Le morosità restano appese come una condanna: 5, 7, 10 anni. Un’eternità. Un’etichetta che decide cosa puoi o non puoi fare, chi sei per il sistema, quanto vali. E nel frattempo il mondo va avanti, ma tu no: per loro resti fermo lì, inchiodato a un errore come se non fossi più recuperabile.

Lo Stato italiano? Assente. Fantasma. I politici? Parlano, promettono, fanno finta di interessarsi, poi spariscono. La politica ormai non tutela nessuno: non serve ai cittadini, serve a conservarsi.

I problemi veri non li vede, non li ascolta, non li tocca. L’Europa? Mentre racconta favole su diritti e progresso, prepara nuove strette, nuove regole, nuove restrizioni che indovina un po’? cadranno sempre sui soliti: i cittadini comuni, gli invisibili, quelli che già faticano a stare in piedi. Dal 2026 in avanti, altro che tirare la cinghia: stringeranno i rubinetti, uno dopo l’altro, lasciando l’acqua solo a chi già nuota nell’oro.
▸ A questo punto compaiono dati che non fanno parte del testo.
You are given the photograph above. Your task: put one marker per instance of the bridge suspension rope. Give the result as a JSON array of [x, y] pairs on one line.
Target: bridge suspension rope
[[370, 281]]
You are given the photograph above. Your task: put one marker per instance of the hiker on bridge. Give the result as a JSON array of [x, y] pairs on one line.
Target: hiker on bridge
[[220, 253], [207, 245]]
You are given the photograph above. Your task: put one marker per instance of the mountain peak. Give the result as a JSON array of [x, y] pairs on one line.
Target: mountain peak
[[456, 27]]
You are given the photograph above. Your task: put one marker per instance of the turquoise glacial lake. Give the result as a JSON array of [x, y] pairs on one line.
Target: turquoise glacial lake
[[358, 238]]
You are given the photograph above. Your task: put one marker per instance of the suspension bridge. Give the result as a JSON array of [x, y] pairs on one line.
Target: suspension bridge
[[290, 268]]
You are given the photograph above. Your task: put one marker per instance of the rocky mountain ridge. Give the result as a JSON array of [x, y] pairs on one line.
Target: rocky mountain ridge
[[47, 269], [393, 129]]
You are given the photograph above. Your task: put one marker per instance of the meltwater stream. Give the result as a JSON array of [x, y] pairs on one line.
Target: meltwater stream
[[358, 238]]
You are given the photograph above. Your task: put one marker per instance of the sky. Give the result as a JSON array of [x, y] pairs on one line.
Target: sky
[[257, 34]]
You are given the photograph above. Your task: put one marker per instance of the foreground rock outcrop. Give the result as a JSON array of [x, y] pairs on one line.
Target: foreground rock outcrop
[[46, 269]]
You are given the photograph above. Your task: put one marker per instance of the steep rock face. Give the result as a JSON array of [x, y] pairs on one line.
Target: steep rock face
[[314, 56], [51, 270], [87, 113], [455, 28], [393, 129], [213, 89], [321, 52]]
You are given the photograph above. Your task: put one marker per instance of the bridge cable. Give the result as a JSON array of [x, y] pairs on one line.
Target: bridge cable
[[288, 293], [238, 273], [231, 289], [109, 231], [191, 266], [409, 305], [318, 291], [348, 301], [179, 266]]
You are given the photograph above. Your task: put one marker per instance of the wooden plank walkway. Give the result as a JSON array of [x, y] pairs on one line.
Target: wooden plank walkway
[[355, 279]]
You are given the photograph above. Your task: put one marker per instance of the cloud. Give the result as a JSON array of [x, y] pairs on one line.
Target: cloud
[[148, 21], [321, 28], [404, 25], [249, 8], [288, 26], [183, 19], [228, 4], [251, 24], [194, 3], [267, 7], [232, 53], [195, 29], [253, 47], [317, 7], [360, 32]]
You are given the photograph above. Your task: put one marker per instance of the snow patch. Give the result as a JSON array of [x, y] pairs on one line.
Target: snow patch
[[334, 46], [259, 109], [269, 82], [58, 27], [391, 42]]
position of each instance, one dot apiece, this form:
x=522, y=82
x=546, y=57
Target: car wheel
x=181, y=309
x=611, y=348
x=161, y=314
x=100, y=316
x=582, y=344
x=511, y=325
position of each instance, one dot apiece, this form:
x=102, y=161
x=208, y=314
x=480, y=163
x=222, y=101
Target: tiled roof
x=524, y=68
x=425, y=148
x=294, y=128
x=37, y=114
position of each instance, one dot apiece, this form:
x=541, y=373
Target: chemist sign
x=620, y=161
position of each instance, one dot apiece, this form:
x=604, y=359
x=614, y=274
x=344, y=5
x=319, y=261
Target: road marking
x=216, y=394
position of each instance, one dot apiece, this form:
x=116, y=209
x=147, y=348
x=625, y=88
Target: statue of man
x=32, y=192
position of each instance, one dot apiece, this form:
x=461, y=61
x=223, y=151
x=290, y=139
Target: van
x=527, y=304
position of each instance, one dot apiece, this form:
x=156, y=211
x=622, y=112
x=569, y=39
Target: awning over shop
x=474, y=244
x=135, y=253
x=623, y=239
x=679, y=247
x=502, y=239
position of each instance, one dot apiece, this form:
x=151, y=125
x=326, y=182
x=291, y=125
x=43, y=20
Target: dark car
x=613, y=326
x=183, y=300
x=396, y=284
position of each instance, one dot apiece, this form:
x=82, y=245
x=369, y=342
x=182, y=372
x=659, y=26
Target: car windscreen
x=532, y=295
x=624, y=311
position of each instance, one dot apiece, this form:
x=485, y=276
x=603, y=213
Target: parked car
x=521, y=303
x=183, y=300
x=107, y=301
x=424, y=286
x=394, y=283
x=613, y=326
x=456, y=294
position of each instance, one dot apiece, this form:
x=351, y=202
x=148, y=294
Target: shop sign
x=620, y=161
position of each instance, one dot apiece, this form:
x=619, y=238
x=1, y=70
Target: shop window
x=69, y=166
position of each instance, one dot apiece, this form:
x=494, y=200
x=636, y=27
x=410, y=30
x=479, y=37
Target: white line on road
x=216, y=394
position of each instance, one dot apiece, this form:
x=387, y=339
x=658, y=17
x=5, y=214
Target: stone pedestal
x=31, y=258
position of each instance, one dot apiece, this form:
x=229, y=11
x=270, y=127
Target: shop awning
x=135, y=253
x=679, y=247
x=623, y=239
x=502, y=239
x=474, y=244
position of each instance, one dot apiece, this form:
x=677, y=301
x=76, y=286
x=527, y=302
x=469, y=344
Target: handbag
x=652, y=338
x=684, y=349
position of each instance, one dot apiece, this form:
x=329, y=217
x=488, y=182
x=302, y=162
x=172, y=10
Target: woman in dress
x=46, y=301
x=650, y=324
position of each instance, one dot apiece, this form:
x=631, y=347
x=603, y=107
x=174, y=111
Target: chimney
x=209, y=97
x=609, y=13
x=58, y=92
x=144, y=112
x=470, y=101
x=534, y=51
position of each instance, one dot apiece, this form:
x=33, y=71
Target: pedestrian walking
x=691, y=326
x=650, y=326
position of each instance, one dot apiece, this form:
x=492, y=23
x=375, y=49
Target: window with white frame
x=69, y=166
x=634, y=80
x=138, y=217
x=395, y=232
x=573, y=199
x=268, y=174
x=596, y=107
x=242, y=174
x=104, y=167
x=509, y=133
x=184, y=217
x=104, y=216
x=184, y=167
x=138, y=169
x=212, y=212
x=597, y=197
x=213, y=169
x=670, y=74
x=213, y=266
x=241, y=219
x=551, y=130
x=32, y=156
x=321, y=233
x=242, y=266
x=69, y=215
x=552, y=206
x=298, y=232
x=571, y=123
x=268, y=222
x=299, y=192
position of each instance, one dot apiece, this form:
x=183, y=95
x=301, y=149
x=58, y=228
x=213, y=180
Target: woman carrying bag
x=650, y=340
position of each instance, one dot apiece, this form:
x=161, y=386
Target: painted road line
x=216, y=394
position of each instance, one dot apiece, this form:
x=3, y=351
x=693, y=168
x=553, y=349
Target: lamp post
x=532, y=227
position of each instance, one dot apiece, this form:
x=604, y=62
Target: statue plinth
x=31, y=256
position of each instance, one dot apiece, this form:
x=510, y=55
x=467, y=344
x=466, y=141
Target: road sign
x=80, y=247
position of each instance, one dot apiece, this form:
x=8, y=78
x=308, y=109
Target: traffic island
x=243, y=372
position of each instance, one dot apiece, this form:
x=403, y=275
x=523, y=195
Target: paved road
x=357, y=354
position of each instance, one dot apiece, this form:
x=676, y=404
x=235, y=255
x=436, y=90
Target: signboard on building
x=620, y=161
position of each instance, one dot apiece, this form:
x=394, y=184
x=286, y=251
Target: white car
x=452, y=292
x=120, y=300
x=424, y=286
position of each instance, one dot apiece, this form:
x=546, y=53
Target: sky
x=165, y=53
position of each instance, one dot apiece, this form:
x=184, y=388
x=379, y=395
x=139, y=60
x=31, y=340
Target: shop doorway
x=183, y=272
E poi ci domandiamo perché la gente è sfinita, arrabbiata, scoraggiata. Perché guarda al futuro come a un muro invece che come a una strada. Perché nessuno si sente più rappresentato. Siamo diventati file in un database, vite convertite in statistiche, decisioni prese da algoritmi che non conoscono la parola “umanità”. E più passano gli anni, più ci tolgono spazio, libertà, fiato.